Research Topics
Research Topics
Probabilistic / Statistical Machine Learning
Probabilistic machine learning (such as Gaussian process regression/classification) focuses on building models that incorporate uncertainty. This approach allows for robust decision-making and inference by explicitly accounting for the inherent uncertainty in data and model prediction. On the other hand, statistical machine learning focuses on the theoretical aspects of learning algorithms including generalization analysis which evaluates how well a model performs on unseen data.
Collaborative Learning
Collaborative machine learning involves multiple parties jointly training a machine learning model while keeping their data decentralized and private.
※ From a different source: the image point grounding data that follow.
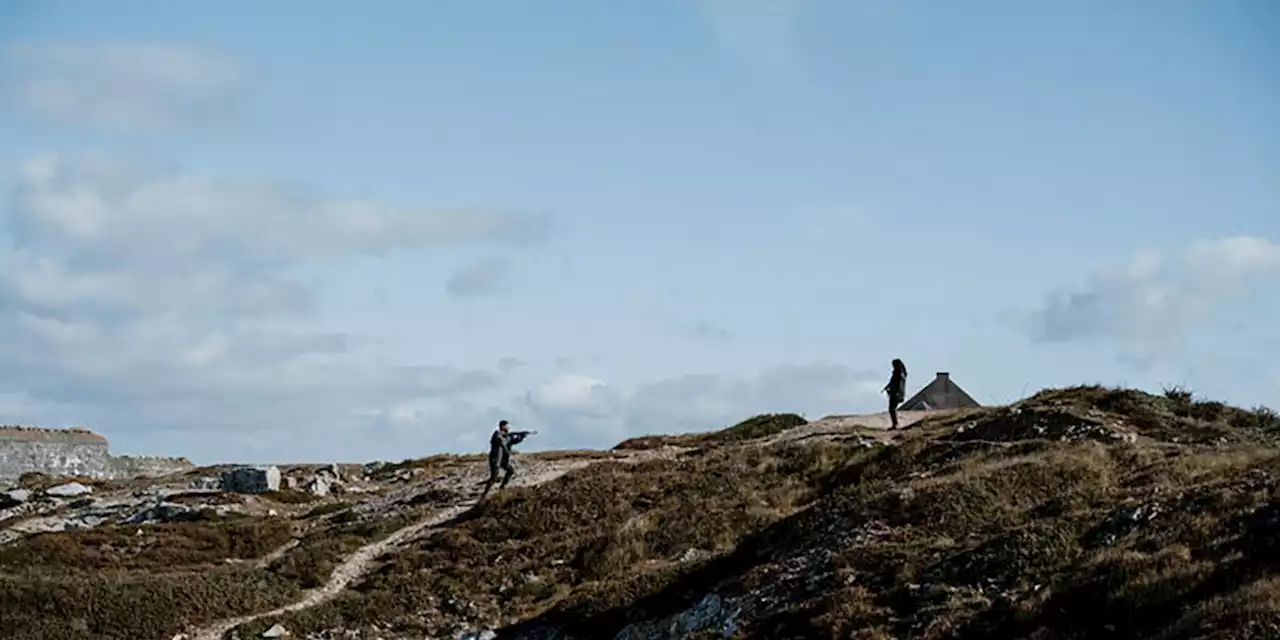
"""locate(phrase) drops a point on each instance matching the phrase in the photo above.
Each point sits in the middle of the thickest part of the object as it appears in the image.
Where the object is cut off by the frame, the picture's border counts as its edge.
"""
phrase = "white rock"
(319, 485)
(275, 631)
(252, 480)
(68, 490)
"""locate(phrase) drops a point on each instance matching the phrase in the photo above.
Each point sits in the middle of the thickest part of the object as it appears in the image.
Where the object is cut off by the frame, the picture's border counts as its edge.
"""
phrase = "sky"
(310, 231)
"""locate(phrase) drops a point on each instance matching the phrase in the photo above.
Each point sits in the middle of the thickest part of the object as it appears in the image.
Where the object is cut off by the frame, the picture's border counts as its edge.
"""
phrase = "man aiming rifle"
(499, 455)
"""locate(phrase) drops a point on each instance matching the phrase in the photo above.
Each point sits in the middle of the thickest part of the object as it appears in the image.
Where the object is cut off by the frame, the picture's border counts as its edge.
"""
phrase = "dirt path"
(533, 472)
(353, 567)
(360, 562)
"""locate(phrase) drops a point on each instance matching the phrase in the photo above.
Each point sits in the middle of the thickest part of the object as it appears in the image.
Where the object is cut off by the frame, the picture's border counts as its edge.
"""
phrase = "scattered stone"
(205, 483)
(252, 480)
(319, 485)
(13, 498)
(68, 490)
(1120, 522)
(275, 631)
(161, 512)
(693, 554)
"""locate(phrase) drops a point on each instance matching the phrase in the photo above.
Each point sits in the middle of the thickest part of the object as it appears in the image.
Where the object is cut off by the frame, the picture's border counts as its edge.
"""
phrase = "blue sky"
(311, 231)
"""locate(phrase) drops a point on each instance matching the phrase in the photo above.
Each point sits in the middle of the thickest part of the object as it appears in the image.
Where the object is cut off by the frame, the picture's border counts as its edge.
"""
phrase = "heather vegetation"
(1082, 512)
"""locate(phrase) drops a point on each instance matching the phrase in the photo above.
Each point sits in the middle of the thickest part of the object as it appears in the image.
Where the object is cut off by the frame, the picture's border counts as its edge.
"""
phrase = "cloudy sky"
(318, 231)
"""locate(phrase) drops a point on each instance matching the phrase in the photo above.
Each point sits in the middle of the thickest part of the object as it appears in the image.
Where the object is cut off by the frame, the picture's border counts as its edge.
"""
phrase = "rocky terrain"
(1083, 512)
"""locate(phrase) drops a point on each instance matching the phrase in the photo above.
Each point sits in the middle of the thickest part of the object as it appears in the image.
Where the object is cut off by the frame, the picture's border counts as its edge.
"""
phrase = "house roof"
(940, 393)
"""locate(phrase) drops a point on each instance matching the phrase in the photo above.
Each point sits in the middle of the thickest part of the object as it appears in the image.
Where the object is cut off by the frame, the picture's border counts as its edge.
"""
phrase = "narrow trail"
(361, 561)
(352, 568)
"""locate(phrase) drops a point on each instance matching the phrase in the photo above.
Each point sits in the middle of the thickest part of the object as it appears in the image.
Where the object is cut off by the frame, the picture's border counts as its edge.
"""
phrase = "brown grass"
(1037, 520)
(137, 581)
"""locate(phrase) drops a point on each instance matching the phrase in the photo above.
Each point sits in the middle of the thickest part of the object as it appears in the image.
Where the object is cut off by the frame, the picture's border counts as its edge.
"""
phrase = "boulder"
(319, 485)
(252, 480)
(68, 490)
(205, 483)
(13, 498)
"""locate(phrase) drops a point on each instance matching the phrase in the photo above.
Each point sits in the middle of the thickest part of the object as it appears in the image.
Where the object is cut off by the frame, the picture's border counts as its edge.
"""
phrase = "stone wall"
(73, 452)
(133, 466)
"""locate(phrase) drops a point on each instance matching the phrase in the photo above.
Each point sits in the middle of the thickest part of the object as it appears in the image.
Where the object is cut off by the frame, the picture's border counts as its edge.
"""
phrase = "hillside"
(1083, 512)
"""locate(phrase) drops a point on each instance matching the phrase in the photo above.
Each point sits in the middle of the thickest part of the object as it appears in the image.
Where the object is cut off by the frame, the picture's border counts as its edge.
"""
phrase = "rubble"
(68, 490)
(13, 498)
(252, 479)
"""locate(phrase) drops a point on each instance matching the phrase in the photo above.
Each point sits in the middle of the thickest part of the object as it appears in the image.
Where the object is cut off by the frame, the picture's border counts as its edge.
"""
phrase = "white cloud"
(1157, 297)
(489, 277)
(589, 411)
(144, 297)
(707, 330)
(136, 87)
(763, 31)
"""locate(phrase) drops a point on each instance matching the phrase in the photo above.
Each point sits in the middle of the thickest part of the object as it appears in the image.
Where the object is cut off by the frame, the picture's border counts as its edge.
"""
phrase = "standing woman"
(896, 389)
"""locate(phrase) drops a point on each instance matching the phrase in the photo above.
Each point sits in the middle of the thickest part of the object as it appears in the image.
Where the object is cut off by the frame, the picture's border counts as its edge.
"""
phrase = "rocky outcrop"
(252, 479)
(74, 452)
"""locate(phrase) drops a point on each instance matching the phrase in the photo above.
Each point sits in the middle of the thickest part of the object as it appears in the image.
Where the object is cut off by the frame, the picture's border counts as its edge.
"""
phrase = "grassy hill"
(1083, 512)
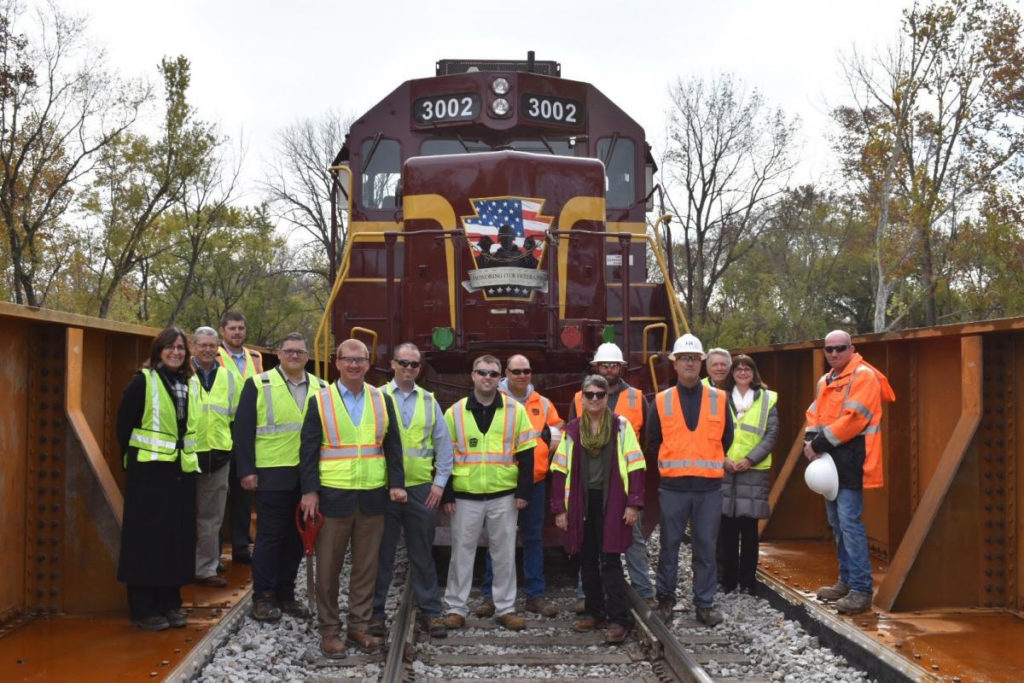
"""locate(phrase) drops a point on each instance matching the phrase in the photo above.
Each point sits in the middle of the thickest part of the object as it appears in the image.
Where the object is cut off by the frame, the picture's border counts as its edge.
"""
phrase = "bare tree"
(298, 183)
(58, 108)
(729, 153)
(939, 118)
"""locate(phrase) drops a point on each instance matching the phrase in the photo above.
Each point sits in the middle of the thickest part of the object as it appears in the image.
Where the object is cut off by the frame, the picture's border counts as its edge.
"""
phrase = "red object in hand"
(308, 529)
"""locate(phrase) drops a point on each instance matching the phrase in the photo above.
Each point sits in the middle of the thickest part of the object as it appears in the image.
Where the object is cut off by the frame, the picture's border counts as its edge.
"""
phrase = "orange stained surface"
(107, 647)
(951, 644)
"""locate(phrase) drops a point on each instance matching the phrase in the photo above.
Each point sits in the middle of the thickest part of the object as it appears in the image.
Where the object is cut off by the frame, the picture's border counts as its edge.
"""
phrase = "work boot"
(540, 605)
(376, 628)
(665, 605)
(615, 634)
(829, 593)
(854, 602)
(333, 647)
(435, 627)
(709, 615)
(176, 617)
(485, 608)
(454, 621)
(512, 622)
(265, 610)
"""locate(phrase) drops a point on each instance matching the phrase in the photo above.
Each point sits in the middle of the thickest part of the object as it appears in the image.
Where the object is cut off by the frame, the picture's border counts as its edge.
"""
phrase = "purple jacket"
(617, 537)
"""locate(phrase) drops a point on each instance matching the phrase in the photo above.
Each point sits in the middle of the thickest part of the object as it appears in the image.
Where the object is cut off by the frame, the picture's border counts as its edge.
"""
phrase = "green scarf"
(592, 442)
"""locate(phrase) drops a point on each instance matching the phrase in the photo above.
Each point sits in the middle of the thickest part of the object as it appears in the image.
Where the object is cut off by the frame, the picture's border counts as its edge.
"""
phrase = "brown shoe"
(333, 647)
(540, 605)
(511, 621)
(365, 641)
(615, 634)
(453, 621)
(212, 582)
(587, 623)
(485, 608)
(376, 628)
(435, 627)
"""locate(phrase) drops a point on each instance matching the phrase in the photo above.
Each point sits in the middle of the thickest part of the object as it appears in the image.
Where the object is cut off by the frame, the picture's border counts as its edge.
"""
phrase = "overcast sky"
(258, 66)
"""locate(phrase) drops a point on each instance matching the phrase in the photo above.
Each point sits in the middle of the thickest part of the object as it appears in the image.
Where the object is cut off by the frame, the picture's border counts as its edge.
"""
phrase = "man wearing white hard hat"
(690, 428)
(609, 364)
(844, 420)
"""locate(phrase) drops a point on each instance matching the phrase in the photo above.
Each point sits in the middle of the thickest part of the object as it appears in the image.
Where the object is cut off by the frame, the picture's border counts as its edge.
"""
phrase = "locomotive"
(499, 208)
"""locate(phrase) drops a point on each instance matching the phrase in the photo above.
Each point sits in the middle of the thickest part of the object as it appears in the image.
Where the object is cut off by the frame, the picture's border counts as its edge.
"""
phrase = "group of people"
(379, 462)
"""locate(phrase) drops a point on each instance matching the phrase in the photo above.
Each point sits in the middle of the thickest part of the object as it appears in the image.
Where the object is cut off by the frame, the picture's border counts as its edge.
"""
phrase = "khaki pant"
(365, 532)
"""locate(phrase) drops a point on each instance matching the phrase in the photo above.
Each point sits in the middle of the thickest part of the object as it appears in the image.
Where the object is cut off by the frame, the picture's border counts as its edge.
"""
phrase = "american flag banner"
(520, 214)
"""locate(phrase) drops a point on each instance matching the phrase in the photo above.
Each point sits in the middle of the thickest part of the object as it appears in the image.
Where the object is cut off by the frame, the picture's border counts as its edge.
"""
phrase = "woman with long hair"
(156, 430)
(597, 489)
(745, 485)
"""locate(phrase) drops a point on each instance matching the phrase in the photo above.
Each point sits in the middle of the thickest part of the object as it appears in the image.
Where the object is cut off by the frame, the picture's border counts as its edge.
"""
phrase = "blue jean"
(851, 539)
(530, 528)
(705, 509)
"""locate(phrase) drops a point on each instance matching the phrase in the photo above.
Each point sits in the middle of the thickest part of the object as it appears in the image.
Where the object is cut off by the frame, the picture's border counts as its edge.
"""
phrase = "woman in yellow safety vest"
(745, 486)
(157, 432)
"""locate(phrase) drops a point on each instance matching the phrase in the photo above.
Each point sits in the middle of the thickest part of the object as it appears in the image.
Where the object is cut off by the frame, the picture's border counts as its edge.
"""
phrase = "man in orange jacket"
(845, 420)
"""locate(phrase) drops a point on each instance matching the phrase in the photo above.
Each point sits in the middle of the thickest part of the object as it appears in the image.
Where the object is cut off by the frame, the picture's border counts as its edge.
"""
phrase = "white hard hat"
(687, 344)
(822, 477)
(608, 352)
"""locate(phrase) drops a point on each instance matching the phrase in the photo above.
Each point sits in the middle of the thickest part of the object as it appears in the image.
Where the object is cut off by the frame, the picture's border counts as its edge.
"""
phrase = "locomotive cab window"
(619, 157)
(381, 161)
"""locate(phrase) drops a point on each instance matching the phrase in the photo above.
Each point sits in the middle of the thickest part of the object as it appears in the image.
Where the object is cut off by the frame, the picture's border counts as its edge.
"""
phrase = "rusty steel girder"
(946, 519)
It aims to improve model performance by pooling knowledge from local data. This topic includes horizontal and vertical federated learning and knowledge distillation-based federated learning.
Neural Processes
Neural Processes aims to solve regression problems in a stochastic manner when given a small amount of data with less than O(n^3) costs - which popular Gaussian processes take to play the same role. Like many of the neural models, it is a key factor to encode a given data so that the model can represent its given task. On the other hand, correlating the target inputs with each other should be considered as well from the stochastic estimator's point of view.
Generative Models
A generative model is a type of machine learning model that learns to generate new data samples that resemble a given dataset by capturing its underlying distribution. These models, such as GANs (Generative Adversarial Networks), VAEs (Variational Autoencoders), and diffusion models, can create realistic data examples like images. Our scope includes the generalization analysis of (conditional) GANs and decentralized supervised learning with missing data using generative models.